In Other News: Brazil’s “Operation Car Wash” Continues, Iran Opens New Naval Base & More – September 25, 2020

September 25, 2020

Brazil has allowed its popular anti-corruption task force to continue, as the country’s former president Luiz Inacio Lula da Silva faces fresh charges. President Jair Bolsonaro and his top prosecutor Augusto Aras extended the mandate of the “Operation Car Wash” task force until January 31. Earlier this month, critics raised the alarm that they would disband the team that started in 2014. Operation Car Wash has grabbed national and international attention for exposing corrupt practices by politicians and businesses like Petrobras and Odebrecht over the past six years. Just this week, offshore drilling company Seadrill announced that its Brazilian subsidiary Seadrill Servi├žos de Petroleo, Ltda has been served with a search and seizure warrant in relation to the investigation of Petrobras. Last week, Lula da Silva was hit with new money laundering charges – the fourth case against him as a result of Operation Car Wash. Lula da Silva denies the charges, and his supporters see them as political persecution.

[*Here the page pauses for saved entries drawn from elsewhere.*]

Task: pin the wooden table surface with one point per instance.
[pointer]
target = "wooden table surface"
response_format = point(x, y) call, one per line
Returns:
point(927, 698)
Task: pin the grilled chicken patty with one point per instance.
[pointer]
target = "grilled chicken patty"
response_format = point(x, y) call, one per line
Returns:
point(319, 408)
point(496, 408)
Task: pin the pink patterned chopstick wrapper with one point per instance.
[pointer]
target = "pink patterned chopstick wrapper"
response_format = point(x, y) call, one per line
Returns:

Bolsonaro campaigned on an anti-corruption platform in 2018 when Lula da Silva was barred from running due to corruption charges against him. But since taking office, Bolsonaro has been accused of interfering in corruption investigations involving his sons, and former Justice Minister Sergio Mora, who was a leading figure in the anti-corruption efforts of Operation Car Wash, stepped down in April as a result. Politicizing anti-corruption efforts is not new in Brazil and will likely continue through Bolsonaro’s term in office and into his reelection campaign in 2022.

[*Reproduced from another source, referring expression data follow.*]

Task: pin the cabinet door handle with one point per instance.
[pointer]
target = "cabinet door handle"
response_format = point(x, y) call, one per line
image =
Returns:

Iran’s Revolutionary Guard Corps has opened a new naval base on the Strait of Hormuz – a critical oil shipping lane that handles more than one-fifth of global supply – amid a realignment of regional geopolitics that appears designed to contain Tehran. Iranian state television announced that the Shaheed Rahbari base on the eastern side of the strait will give Iran control over ships that transit the Hormuz Strait, the Persian Gulf, and the Sea of Oman. Saudi Arabia’s King Salman bin Abdulaziz assailed Iran in a speech to the United Nations General Assembly earlier this week, alleging that decades of peaceful outreach to Iran have been met with intransigence on the nuclear issue, supporting extremist groups in the region, and recently, attacks on Saudi oil facilities. Saudi Arabia and many of its neighbors in the Middle East have long been understood to be working with Israel behind the scenes in response to growing concern about Iran as a threat to regional stability and security. Last week, the UAE and Bahrain signed accords normalizing relationships with Israel, becoming the region’s third and fourth countries to do so, and more Middle East states may follow suit. An increasingly isolated Iran may be prone to high-visibility threats (such as to global oil shipping), small-scale confrontations, and other announcements designed to engender concern about destabilizing activities.

Evidence and assessments are continuing to emerge about foreign powers’ efforts to influence U.S. elections, highlighting the need for a robust and coordinated U.S. defensive response. The Central Intelligence Agency recently reiterated its 2016 conclusion, this time with moderate confidence, that Russian President Vladimir Putin was directing election interference efforts to boost the electoral chances of President Trump. Sources have conveyed to media that the assessment, which is classified, says that Putin is likely directing the Russian influence operation. The operation involves efforts by pro-Russian Ukrainian lawmaker Andriy Derkach (who was recently sanctioned by the U.S.) to work through U.S. media, lobbyists, and members of Congress to spread rumors and other information detrimental to Democratic candidate Joe Biden. The shift from high confidence in 2016 to moderate confidence now appears to be linked to a smaller volume of direct evidence linking the Russian president to election interference efforts. Meanwhile, Facebook has taken down a number of fake accounts believed to be part of a Chinese election interference campaign. In contrast to Russia’s efforts, the Chinese campaign is understood to be limited in size and does not support a specific candidate – messages being disseminated are intended both to support and to undermine the incumbent president’s campaign. That Russia is persisting in its interference efforts despite public denouncement and punitive sanctions for its previous efforts, and that China and Iran (to some degree) are testing these waters, as well, indicate that the U.S. should enhance its focus on online political meddling as an ongoing threat to our national security. We need to build on efforts already underway both to strengthen our defenses against these assaults, which are likely to continue and become more sophisticated over time, and to mount a proactive response to these transgressions.